Le maréchal Berthier, prince de Neufchâtel et de Wagram, résidait à l’hôtel des Capucines, appelé hôtel de Wagram à partir de 1809, démoli par la suite. L’ébéniste Pierre-Antoine Bellangé et le bronzier Lucien-François Feuchère participèrent à l’aménagement du lieu.
Le catalogue de vente Sotheby’s présente l’une des figures en biscuit comme Hercule, l’autre comme Vénus. Cependant, le choix de représenter Hercule imberbe est assez inhabituel et, même au pied d’Omphale, le héros ne se féminisa pas au point d’avoir une poitrine marquée sous sa cuirasse. Il est donc difficile de le reconnaître malgré la présence de la peau de lion de Némée et de la massue. Sylvain Cordier propose d’y voir plutôt la Force, inspirée de l’Iconologie de Cesare Ripa qui décrit une « jeune femme qui a une massue pareille à celle dont Hercule assomme un lion. » De même, l’autre figure n’est probablement pas Vénus mais la Vérité. On peut aussi y voir la Prudence, dont l’attribut est le miroir et qui fait partie, comme la Force, des vertus cardinales.
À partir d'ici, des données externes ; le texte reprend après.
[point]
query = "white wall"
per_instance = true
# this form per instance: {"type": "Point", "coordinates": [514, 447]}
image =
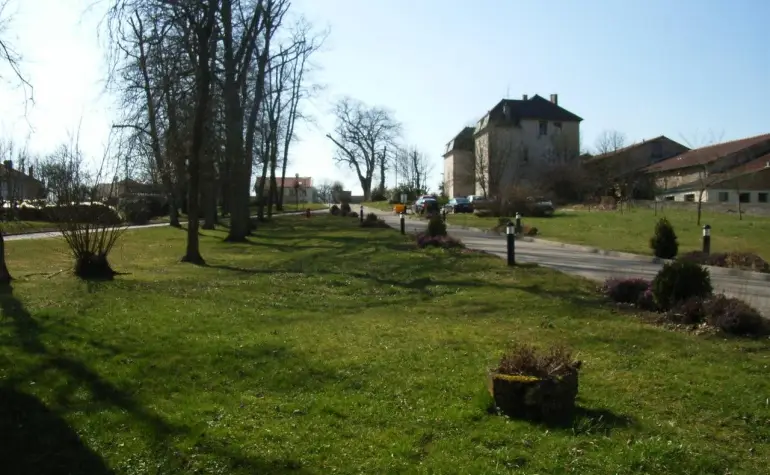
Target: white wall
{"type": "Point", "coordinates": [718, 196]}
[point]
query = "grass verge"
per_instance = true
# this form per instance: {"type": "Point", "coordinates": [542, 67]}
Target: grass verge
{"type": "Point", "coordinates": [631, 230]}
{"type": "Point", "coordinates": [321, 347]}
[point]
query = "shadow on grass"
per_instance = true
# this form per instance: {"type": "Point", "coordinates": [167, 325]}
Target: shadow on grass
{"type": "Point", "coordinates": [37, 440]}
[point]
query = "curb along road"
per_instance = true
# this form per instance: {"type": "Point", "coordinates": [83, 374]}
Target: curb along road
{"type": "Point", "coordinates": [595, 265]}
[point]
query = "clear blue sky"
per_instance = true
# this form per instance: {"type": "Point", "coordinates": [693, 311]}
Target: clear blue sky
{"type": "Point", "coordinates": [681, 68]}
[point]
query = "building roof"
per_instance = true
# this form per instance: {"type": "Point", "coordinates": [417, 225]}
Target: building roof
{"type": "Point", "coordinates": [18, 174]}
{"type": "Point", "coordinates": [706, 155]}
{"type": "Point", "coordinates": [627, 148]}
{"type": "Point", "coordinates": [289, 182]}
{"type": "Point", "coordinates": [536, 107]}
{"type": "Point", "coordinates": [461, 141]}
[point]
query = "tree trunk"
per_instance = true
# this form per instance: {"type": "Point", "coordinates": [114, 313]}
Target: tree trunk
{"type": "Point", "coordinates": [5, 276]}
{"type": "Point", "coordinates": [192, 254]}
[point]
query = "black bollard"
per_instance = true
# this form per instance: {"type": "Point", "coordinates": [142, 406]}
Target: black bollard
{"type": "Point", "coordinates": [509, 231]}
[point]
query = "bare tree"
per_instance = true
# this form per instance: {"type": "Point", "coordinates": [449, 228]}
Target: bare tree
{"type": "Point", "coordinates": [609, 141]}
{"type": "Point", "coordinates": [9, 56]}
{"type": "Point", "coordinates": [362, 135]}
{"type": "Point", "coordinates": [412, 168]}
{"type": "Point", "coordinates": [324, 191]}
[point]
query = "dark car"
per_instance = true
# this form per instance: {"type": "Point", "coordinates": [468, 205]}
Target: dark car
{"type": "Point", "coordinates": [425, 205]}
{"type": "Point", "coordinates": [459, 205]}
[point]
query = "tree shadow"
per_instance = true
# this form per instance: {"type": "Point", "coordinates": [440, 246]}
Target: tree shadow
{"type": "Point", "coordinates": [35, 440]}
{"type": "Point", "coordinates": [26, 422]}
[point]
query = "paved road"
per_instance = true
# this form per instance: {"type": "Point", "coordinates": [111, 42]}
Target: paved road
{"type": "Point", "coordinates": [53, 234]}
{"type": "Point", "coordinates": [590, 265]}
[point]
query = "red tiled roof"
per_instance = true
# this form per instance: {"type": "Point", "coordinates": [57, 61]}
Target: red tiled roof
{"type": "Point", "coordinates": [705, 155]}
{"type": "Point", "coordinates": [304, 182]}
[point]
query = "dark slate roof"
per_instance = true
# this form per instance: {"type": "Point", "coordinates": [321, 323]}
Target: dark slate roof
{"type": "Point", "coordinates": [462, 141]}
{"type": "Point", "coordinates": [535, 107]}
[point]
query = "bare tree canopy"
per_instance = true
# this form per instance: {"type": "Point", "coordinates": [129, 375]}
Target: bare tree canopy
{"type": "Point", "coordinates": [412, 169]}
{"type": "Point", "coordinates": [363, 135]}
{"type": "Point", "coordinates": [8, 54]}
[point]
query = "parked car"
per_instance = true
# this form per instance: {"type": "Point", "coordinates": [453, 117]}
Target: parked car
{"type": "Point", "coordinates": [459, 205]}
{"type": "Point", "coordinates": [425, 205]}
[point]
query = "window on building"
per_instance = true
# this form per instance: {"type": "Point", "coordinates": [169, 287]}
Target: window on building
{"type": "Point", "coordinates": [657, 150]}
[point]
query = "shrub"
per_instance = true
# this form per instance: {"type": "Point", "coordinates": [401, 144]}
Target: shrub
{"type": "Point", "coordinates": [436, 226]}
{"type": "Point", "coordinates": [691, 311]}
{"type": "Point", "coordinates": [625, 290]}
{"type": "Point", "coordinates": [679, 281]}
{"type": "Point", "coordinates": [734, 316]}
{"type": "Point", "coordinates": [526, 360]}
{"type": "Point", "coordinates": [83, 214]}
{"type": "Point", "coordinates": [664, 242]}
{"type": "Point", "coordinates": [445, 242]}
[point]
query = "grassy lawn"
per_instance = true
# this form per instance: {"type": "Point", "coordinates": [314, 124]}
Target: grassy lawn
{"type": "Point", "coordinates": [320, 347]}
{"type": "Point", "coordinates": [631, 230]}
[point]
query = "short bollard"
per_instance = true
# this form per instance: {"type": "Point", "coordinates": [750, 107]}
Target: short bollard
{"type": "Point", "coordinates": [509, 231]}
Mais s’il est tentant de faire une paire de ces deux personnages, Sylvain Cordier précise que l’inventaire après décès du Maréchal Berthier, établi en 1815, les situe dans deux pièces différentes. La Force, qui correspond au numéro 380 - « Un biscuit représentant une guerrière assise, sur un socle en biscuit avec ornements dorés » - est signalée dans la chambre de parade du maréchal-prince, comme garniture de cheminée, encadrée de candélabres et de vases d’albâtre.
La Vérité, si l’on en croit les précisions liées au numéro 576, se trouvait dans l’office de la grande salle à manger où l’on décrit une « garniture de cheminée en biscuit composée de trois figures représentant l’une la Vérité et les autres un amour et un Bacchus sur socles avec chimères et ornements dorés fond bronzé. ».
C’est grâce à sa thèse sur les ébénistes Bellangé et le mobilier livré de l’hôtel de Wagram et aux recherches plus générales entreprises sur ce lieu que Sylvain Cordier a reconnu ces deux biscuits qu’il connaissait par leurs descriptions. « Un heureux concours de circonstances que de les voir apparaitre. » dit-il, mais en histoire de l’art comme en science les grandes découvertes ne se font jamais totalement par hasard.